The heart of every rod is its blank, and the Karasus are a study in productive contradictions. They have a sensitive, delicate tip that bends easily and controls wobble as well as kickback. The backbone’s power is displayed gradually, but with gentle authority.
This may sound a bit vague, but it means that the rod feels stronger than it actually is. It inspires confidence when fighting large trout, while also allowing you to cast light lines. Most rods have a trade-off. Being able to cast #2 can often mean that the rod is too soft to provide good hooksets. Karasu is a different story!
Casting with Karusus is, by all accounts, among the best in tenkara. Both lengths are 18 and 21 pennies respectively and provide enough backbone for dry or moist flies.
Here’s the problem: Kazumi Sagigo chose the 360 over the 400. We can only guess his reasons. Regardless of the rod design, 4 meters worth of carbon fiber will feel tip-heavy, even though they are both balanced. This, along with the Shimano Honryu 44 NP Shimano Tenkara 44 NP, may be a deal breaker to some anglers.

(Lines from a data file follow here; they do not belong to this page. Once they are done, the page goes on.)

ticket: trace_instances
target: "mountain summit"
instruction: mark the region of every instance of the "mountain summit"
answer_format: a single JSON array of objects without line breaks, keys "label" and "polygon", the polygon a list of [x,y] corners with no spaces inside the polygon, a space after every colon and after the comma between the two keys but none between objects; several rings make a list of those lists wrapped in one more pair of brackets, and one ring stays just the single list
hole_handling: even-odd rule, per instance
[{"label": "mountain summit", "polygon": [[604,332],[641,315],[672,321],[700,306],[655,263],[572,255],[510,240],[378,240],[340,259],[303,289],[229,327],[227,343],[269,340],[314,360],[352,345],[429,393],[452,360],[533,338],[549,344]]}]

Tenkara: A Very Short Overview
Tenkara fishing has evolved over the past 200 years. It is similar to Western fly fishing in some respects, but different in others. While Western fly fishing requires a reel and a rod that is more conventional, tenkara provides anglers with a simpler and purer experience.

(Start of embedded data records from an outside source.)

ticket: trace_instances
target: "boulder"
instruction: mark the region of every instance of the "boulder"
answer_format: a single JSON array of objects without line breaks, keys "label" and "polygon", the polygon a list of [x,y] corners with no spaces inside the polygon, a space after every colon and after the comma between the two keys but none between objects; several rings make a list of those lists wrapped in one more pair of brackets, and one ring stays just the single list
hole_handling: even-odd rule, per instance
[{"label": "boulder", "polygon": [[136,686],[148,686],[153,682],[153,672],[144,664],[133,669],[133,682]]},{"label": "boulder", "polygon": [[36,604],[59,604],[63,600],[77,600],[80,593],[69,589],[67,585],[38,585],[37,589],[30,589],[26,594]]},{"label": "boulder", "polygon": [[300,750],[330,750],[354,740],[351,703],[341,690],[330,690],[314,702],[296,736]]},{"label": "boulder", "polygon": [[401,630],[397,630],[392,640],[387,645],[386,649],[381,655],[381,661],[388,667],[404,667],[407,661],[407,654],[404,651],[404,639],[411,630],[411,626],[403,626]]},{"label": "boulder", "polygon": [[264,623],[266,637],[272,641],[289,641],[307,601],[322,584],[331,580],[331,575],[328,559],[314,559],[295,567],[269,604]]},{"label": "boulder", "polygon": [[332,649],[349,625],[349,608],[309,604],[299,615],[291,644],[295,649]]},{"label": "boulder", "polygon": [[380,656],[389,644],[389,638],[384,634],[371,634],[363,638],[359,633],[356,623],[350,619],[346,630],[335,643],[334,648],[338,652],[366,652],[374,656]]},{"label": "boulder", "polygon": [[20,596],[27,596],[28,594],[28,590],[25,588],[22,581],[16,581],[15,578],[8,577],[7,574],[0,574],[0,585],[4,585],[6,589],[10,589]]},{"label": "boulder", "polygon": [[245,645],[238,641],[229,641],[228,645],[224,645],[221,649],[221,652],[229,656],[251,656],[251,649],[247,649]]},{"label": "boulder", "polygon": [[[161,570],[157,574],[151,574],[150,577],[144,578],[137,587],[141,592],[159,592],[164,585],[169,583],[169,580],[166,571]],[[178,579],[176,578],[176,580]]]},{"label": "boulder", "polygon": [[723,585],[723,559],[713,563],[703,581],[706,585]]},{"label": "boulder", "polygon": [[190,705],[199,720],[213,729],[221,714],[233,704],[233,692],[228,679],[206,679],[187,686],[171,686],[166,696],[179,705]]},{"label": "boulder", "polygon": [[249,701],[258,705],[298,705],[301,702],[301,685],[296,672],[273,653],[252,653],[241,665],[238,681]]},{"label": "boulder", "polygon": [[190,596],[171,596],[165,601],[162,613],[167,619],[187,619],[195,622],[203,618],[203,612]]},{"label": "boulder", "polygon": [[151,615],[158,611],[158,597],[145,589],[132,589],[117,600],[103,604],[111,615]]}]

Tenkara rods can be flexible and firm, strong but delicate and yet sturdy. They offer a direct experience of the water, its fish, and their environment without any reels, guides or other extras.
Modern tenkara rods can be rolled in one piece. They are free from ferrules and have telescoping sections which allow them to fold down for storage and easy transportation. They are designed to cast lightweight flies and their materials, designs and details make them reel-less.
Fly anglers will notice a design difference in tenkara rods compared to fly fishing rods. This is because the rod has a flexible fiber at the end. This feature, called a “lillian”, helps increase casting distance by giving the rod more action. Tenkara fishermen attach their mainline to the lillian using either a girth hitch, or a variant of the double loop slip knot depending on what line they have chosen.
It’s basically what you would expect from fly line: a length tippet tied to main and a wet fly at business end.
Here are some things to consider when choosing a Tenkara rod
While we don’t pretend to be experts in tenkara, we have thoroughly researched these rods.
Line choice and weight
There are two types of line that can be tied to tenkara rods: furled, tapered and level.
Tapered, furled lineIt is tapered towards the fly, as its name implies. This line is most commonly found on a tenkara rod and allows for more delicate castings and subtle techniques.